Haiti’s Art Community in Recovery

In the September issue of ARTnews, OPC member Stevenson Swanson writes about the efforts of several American cultural institutions, including the Smithsonian, to repair the thousands of artworks damaged in the January earthquake that struck Haiti.

Swanson talks about how the story came to be: I was drawn to this story in part because, although most people know that Haiti is one of the poorest countries on earth, far fewer realize that it has a rich and flourishing art culture. I also thought it was interesting that the rescue effort was set in motion by a Minneapolis curator who is a retired Army major (a fairly unlikely background for a curator). One of her motivations in launching the conservation project was her experience working with the staff of the Baghdad museum after its looting in 2003. She had been frustrated by the international community’s lack of response to that disaster and didn’t want to see it repeated in Haiti.

 


 

This summer, amid the rubble still left from the January earthquake that devastated Haiti, a new conservation center opened in Port-au-Prince where American specialists have started the laborious task of repairing thousands of artworks damaged in the disaster. The effort, led by the Smithsonian Institution and funded by a mix of public and private money, is believed to be the most ambitious attempt by the American cultural community to respond to an international disaster.

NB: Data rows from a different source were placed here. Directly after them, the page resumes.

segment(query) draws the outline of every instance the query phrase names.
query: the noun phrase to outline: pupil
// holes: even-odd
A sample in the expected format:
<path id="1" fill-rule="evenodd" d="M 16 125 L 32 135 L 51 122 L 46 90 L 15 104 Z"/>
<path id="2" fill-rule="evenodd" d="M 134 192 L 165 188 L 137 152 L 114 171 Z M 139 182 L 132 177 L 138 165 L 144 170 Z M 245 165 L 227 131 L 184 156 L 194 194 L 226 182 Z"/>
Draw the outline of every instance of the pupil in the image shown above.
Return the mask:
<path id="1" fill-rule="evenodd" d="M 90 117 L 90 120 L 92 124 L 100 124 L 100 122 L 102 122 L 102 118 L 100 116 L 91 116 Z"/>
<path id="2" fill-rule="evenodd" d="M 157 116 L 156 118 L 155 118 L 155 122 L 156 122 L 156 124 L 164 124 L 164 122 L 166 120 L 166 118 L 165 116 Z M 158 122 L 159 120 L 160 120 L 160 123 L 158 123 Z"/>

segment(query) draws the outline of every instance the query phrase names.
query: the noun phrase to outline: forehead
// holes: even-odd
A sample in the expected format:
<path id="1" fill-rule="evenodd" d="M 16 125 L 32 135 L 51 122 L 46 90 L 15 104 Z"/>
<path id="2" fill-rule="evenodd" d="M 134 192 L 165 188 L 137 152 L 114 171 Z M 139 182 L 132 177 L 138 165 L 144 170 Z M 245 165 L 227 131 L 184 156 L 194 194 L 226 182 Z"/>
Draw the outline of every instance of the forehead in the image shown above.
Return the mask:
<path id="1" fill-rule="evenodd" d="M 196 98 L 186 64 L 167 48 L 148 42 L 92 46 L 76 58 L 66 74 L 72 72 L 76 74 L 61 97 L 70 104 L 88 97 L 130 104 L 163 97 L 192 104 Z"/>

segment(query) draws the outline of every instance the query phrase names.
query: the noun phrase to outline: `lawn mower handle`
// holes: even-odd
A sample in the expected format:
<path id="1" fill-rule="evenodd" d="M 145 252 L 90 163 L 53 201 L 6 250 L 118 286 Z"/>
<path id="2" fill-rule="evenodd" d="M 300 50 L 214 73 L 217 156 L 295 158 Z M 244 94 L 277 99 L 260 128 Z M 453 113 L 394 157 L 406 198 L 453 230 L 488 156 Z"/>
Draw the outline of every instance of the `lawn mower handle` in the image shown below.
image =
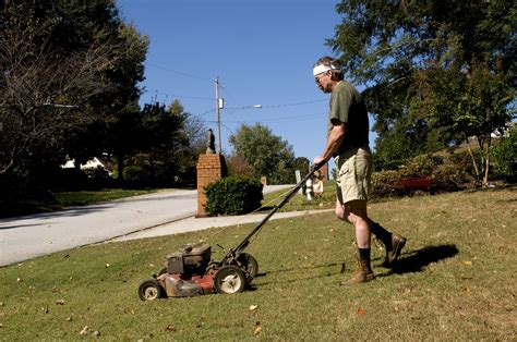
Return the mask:
<path id="1" fill-rule="evenodd" d="M 244 248 L 250 244 L 251 237 L 253 237 L 253 235 L 257 234 L 258 231 L 262 229 L 262 227 L 267 222 L 267 220 L 269 220 L 269 218 L 278 209 L 284 207 L 284 205 L 286 203 L 288 203 L 289 199 L 291 199 L 291 197 L 303 186 L 303 184 L 305 184 L 306 180 L 309 180 L 309 178 L 311 178 L 312 174 L 314 172 L 316 172 L 317 170 L 320 170 L 326 162 L 327 162 L 326 160 L 322 160 L 318 163 L 312 166 L 311 169 L 309 170 L 309 173 L 305 176 L 303 176 L 301 179 L 301 181 L 298 182 L 298 184 L 291 191 L 289 191 L 289 193 L 287 193 L 287 195 L 284 197 L 284 199 L 278 205 L 273 207 L 273 209 L 262 219 L 262 221 L 258 223 L 258 225 L 255 227 L 255 229 L 253 231 L 251 231 L 251 233 L 248 234 L 248 236 L 245 236 L 235 248 L 231 248 L 231 249 L 228 251 L 226 256 L 219 261 L 219 266 L 224 266 L 224 265 L 229 264 L 239 254 L 241 254 L 244 251 Z"/>

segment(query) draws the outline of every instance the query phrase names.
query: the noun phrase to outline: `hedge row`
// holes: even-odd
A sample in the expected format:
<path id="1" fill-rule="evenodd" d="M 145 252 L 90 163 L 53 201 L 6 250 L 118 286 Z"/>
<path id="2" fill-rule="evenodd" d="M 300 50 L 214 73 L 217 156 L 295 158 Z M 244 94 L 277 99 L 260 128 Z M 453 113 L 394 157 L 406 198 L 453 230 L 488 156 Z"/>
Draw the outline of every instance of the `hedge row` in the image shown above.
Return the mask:
<path id="1" fill-rule="evenodd" d="M 480 156 L 474 156 L 479 158 Z M 404 179 L 424 178 L 433 181 L 433 192 L 452 192 L 476 186 L 474 170 L 468 152 L 444 156 L 422 155 L 398 170 L 372 174 L 372 198 L 404 196 L 412 191 L 401 185 Z"/>

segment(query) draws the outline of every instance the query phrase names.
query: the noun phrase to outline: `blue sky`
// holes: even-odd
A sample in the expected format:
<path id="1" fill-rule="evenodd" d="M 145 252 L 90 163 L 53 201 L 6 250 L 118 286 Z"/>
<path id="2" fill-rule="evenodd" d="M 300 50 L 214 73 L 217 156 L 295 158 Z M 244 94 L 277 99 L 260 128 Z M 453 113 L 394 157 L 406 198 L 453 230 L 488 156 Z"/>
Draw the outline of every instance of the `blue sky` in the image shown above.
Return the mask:
<path id="1" fill-rule="evenodd" d="M 217 137 L 219 77 L 225 152 L 231 152 L 228 136 L 241 124 L 258 122 L 287 141 L 297 157 L 312 161 L 325 146 L 328 108 L 312 64 L 332 56 L 325 39 L 340 22 L 338 2 L 117 0 L 121 17 L 151 39 L 141 103 L 179 99 Z"/>

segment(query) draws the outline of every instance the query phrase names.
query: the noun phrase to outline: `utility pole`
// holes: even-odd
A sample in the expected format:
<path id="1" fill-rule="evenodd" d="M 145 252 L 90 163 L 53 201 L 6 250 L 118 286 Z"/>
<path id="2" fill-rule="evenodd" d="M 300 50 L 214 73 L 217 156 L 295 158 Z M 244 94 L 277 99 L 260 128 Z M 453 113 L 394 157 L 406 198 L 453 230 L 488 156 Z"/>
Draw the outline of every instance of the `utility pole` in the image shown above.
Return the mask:
<path id="1" fill-rule="evenodd" d="M 219 76 L 216 76 L 214 80 L 215 86 L 216 86 L 216 113 L 217 113 L 217 135 L 218 135 L 218 147 L 217 150 L 219 151 L 219 155 L 221 154 L 221 148 L 220 148 L 220 103 L 219 103 Z"/>

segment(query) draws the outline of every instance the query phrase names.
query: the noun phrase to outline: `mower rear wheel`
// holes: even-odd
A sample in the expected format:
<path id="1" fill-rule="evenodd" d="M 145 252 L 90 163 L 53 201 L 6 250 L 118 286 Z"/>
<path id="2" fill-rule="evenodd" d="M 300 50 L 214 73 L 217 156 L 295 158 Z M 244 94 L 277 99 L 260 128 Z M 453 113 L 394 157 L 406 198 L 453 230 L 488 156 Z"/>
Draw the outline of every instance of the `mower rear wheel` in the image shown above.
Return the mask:
<path id="1" fill-rule="evenodd" d="M 258 262 L 251 254 L 241 253 L 237 257 L 237 264 L 244 271 L 247 284 L 250 284 L 258 272 Z"/>
<path id="2" fill-rule="evenodd" d="M 161 297 L 161 286 L 155 279 L 142 282 L 139 286 L 139 297 L 142 301 L 156 301 Z"/>
<path id="3" fill-rule="evenodd" d="M 244 272 L 233 265 L 223 266 L 214 277 L 214 286 L 218 293 L 231 294 L 242 292 L 244 285 Z"/>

“The highest priority of the Haitian government and the international humanitarian communities has rightly been to save lives and provide food, water, medical care, and shelter,” said Richard Kurin, the Smithsonian’s undersecretary for history, art, and culture, when the Haitian Cultural Recovery Project was announced in May. “However, Haiti’s rich culture, which goes back five centuries, is also in danger, and we have the expertise to help preserve that heritage.”

Although Haiti is the poorest nation in the Western Hemisphere, it has one of the Caribbean’s richest artistic traditions, in part an outgrowth of the country’s voodoo culture. The earthquake exacted a heavy toll on Haiti’s art, ripping holes and gashes in paintings, reducing sculptures to fragments, and exposing fragile artworks to rain and sun.